A Multicenter, Randomized, 52-week, Double-blind, Parallelgroup, Active Controlled Study to Compare the Efficacy and Safety of QVM149 With QMF149 in Patients With Asthma
Overview
- Phase
- Phase 3
- Intervention
- QVM149 150/50/160
- Conditions
- Asthma
- Sponsor
- Novartis Pharmaceuticals
- Enrollment
- 3092
- Locations
- 1
- Primary Endpoint
- Trough Forced Expiratory Volume in 1 Second (Trough FEV1) of QVM149 Versus QMF149 at Week 26
- Status
- Completed
- Last Updated
- 5 years ago
Overview
Brief Summary
The purpose of the trial was to evaluate the efficacy and safety of two different doses of QVM149 (QVM149 150/50/80 μg and QVM149 150/50/160 μg via Concept1) over two respective QMF149 doses (QMF149 150/160 μg and QMF149 150/320) μg via Concept1 in poorly controlled asthmatics as determined by pulmonary function testing and effects on asthma control.
Detailed Description
This study used a 52-week treatment, randomized, double-blind, double-dummy, parallel-group design.
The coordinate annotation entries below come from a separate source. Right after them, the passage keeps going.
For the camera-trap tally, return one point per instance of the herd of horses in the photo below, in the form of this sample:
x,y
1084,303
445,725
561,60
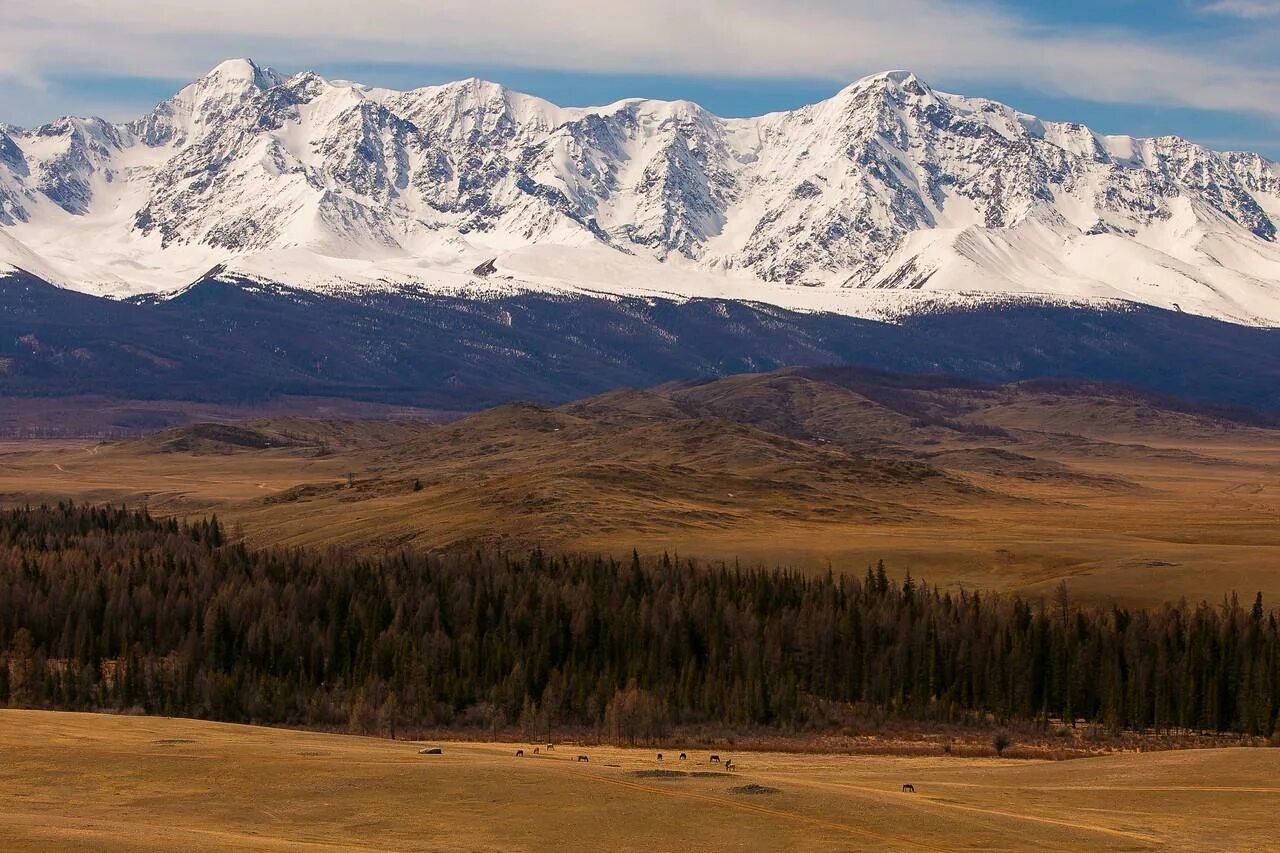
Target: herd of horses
x,y
716,760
A total of 3092 asthma patients were randomized into the 5 treatment groups with a randomization ratio of 1:1:1:1:1 (approximately 617 patients per treatment group): QVM149 150/50/80 μg once daily (o.d.), QVM149 150/50/160 μg o.d., QMF149 150/160 μg o.d. and QMF149 150/320 μg o.d., all delivered via the Concept1 device, and salmeterol/fluticasone 50/500 μg twice daily (b.i.d.) delivered via Accuhaler. The 52 week treatment period was followed by a 30-day Follow-up. The primary objective of this study was to demonstrate superiority of either QVM149 150/50/80 μg o.d. to QMF149 150/160 μg o.d. or QVM149 150/50/160 μg o.d. to QMF149 150/320 μg o.d in terms of trough Forced Expiratory Volume in One Second (Trough FEV1) (FEV1) at Week 26, all delivered via Concept1.
Investigators
Eligibility Criteria
Inclusion Criteria
- •Patients with a diagnosis of asthma, (GINA 2015) for a period of at least 1 year prior to Visit 1 (Screening).
- •Patients who have used medium or high dose of ICS/LABA combinations for asthma for at least 3 months and at stable medium or high doses of ICS/LABA for at least 1 month prior to Visit
- •Patients must be symptomatic at screening despite treatment with mid or high stable doses of ICS/LABA. Patients with ACQ-7 score ≥ 1.5 at Visit 101 and at Visit 102 (before randomization).
- •Patients with documented history of at least one asthma exacerbation which required medical care from a physician, ER visit (or local equivalent structure) or hospitalization in the 12 months prior to Visit 1, and required systemic corticosteroid treatment.
- •Pre-bronchodilator FEV1 of \< 80 % of the predicted normal value for the patient according to ATS/ERS guidelines after withholding bronchodilators at both visits 101 and
- •Withholding period of bronchodilators prior to spirometry: SABA for ≥ 6 hrs, Twice daily LABA (or FDC of ICS/LABA) for ≥ 12 hrs, Once daily LABA (or FDC of ICS/LABA) for ≥ 24 hrs, SAMA for ≥ 8 hrs, Short acting xanthines for 12 hrs, Long acting xanthines for 24 hrs, .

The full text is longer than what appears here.